Secondo il rapporto, l’attivismo di Luce a favore delle “Sette sorelle” rallenta dopo la caduta del premier Scelba, ma i suoi collaboratori continuano a lavorare col successore Segni: «L’attitudine dei circoli del settore petrolifero italiano, informati di queste presunte manovre degli Usa, è ostile. Loro sanno che gli americani hanno sostenuto finanziariamente la destra nelle recenti elezioni siciliane, e temono che attraverso l’ampio uso del dollaro riescano a demolire tutte le resistenze italiane. La diffidenza è arrivata al punto che pochi giorni fa, quando l’agente di una compagnia petrolifera americana ha chiesto un appuntamento a Mattei, lui ha detto che era fuori città, partendo immediatamente per la Costiera amalfitana».
A questo punto Simpson spiega le probabili origini dell’ostilità del capo dell’Eni: «Mattei stesso era un fascista fino al 1945. Aveva iniziato a lavorare nella Resistenza dopo l’8 settembre, facendo però attenzione allo stesso tempo di conservare i rapporti con i tedeschi. Come parte di questo processo, sua moglie era diventata l’amante di un capitano austriaco che era un ufficiale molto importante nella SD tedesca», ossia il servizio di intelligence delle SS Sicherheitsdienst. «Quando era diventato chiaro che la vittoria degli Alleati era certa, Mattei aveva pagato cinque milioni di lire ad un leader partigiano della DC, per ottenere il titolo di capo partigiano della DC e il grado di generale della Resistenza nel CLN. La sua nomina era stata approvata dal generale Cadorna e dal colonnello Argenton, ora braccio destro di Mattei».
Sei anni dopo, il 13 giugno del 1961, la Cia torna ad occuparsi del capo dell’Eni nella National Intelligence Estimate, con 12 pagine intitolate “The Outlook for Italy”. La bocciatura è netta: «L’Ente nazionale italiano degli idrocarburi, guidato da Enrico Mattei, è diventato uno Stato nello Stato». Quindi il rapporto aggiunge un giudizio definitivo: «Il monopolio che esercita nel settore petrolifero probabilmente continuerà a provocare frizioni fra Italia e Stati Uniti», a causa degli investimenti nel mondo arabo e i crescenti scambi con l’Unione Sovietica.
Poco più di un anno dopo, il 27 ottobre 1962, la torre di controllo dell’aeroporto di Linate perde i contatti con il piccolo bireattore “Morane Saulnier” di proprietà dell’Eni.
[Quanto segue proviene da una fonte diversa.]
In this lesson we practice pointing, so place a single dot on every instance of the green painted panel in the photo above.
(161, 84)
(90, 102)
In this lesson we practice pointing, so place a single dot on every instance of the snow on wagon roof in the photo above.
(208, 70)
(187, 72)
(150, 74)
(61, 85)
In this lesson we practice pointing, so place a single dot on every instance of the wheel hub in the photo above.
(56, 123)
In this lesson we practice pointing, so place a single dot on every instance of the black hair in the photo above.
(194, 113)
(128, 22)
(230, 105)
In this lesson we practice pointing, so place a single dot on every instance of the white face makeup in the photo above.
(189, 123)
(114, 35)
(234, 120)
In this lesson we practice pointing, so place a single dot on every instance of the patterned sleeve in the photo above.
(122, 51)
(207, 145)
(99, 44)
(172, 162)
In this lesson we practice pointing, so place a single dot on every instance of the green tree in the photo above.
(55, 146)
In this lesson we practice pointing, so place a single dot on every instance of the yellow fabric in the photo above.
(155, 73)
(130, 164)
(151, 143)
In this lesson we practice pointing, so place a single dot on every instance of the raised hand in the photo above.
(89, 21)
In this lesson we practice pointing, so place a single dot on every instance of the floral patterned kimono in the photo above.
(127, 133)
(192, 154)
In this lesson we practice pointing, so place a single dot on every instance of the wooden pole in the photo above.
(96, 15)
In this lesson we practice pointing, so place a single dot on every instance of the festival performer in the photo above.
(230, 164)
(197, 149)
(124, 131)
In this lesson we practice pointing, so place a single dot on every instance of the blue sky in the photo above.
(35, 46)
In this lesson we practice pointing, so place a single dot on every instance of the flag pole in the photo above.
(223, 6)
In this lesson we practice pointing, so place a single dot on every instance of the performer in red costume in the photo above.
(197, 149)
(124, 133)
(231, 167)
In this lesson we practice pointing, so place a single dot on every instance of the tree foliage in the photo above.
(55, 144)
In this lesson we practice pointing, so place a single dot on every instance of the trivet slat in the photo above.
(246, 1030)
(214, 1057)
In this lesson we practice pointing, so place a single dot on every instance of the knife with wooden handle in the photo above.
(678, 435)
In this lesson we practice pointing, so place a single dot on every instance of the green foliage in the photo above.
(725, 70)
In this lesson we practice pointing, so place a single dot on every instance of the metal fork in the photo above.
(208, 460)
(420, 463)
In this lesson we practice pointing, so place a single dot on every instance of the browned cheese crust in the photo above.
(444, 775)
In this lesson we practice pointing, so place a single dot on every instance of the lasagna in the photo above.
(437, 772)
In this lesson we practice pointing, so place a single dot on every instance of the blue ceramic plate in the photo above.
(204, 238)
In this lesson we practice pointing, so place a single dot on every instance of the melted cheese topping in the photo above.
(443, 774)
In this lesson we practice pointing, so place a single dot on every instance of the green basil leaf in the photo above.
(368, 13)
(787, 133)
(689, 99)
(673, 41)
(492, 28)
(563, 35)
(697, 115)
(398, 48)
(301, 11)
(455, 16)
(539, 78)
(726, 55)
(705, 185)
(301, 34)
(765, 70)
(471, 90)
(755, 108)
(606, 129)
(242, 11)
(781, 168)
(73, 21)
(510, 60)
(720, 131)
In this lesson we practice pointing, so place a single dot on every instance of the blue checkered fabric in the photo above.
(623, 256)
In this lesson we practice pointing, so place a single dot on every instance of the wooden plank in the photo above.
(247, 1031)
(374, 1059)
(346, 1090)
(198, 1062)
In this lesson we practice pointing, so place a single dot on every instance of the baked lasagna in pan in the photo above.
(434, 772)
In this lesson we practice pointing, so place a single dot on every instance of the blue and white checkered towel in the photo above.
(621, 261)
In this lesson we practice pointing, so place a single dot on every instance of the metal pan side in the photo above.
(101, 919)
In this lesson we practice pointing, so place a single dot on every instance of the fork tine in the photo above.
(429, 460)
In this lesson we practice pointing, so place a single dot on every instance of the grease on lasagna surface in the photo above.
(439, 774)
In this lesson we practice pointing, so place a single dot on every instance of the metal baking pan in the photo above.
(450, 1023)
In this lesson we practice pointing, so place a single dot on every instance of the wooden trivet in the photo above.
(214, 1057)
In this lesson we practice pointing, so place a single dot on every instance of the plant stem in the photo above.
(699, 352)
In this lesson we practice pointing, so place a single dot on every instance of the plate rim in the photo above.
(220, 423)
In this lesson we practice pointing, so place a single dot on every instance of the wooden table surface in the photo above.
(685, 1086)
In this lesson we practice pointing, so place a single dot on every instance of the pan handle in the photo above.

A bordo ci sono Mattei, il giornalista inglese William McHale e il pilota Imerio Bertuzzi. L’aereo era decollato da Catania alle 16.57, dopo una breve visita del capo dell’Eni destinata ad essere seguita da un viaggio in Algeria, durante il quale era in programma la firma di un accordo per la produzione di greggio che sfidava gli interessi delle maggiori compagnie petrolifere occidentali. Alle 18.57 il “Morane Saulnier” non risponde più via radio. I resti vengono trovati in un campo della località di Bascapè, provincia di Pavia, a pochi minuti di volo in linea d’aria dallo scalo di Linate. Nessuno dei tre passeggeri sopravvive.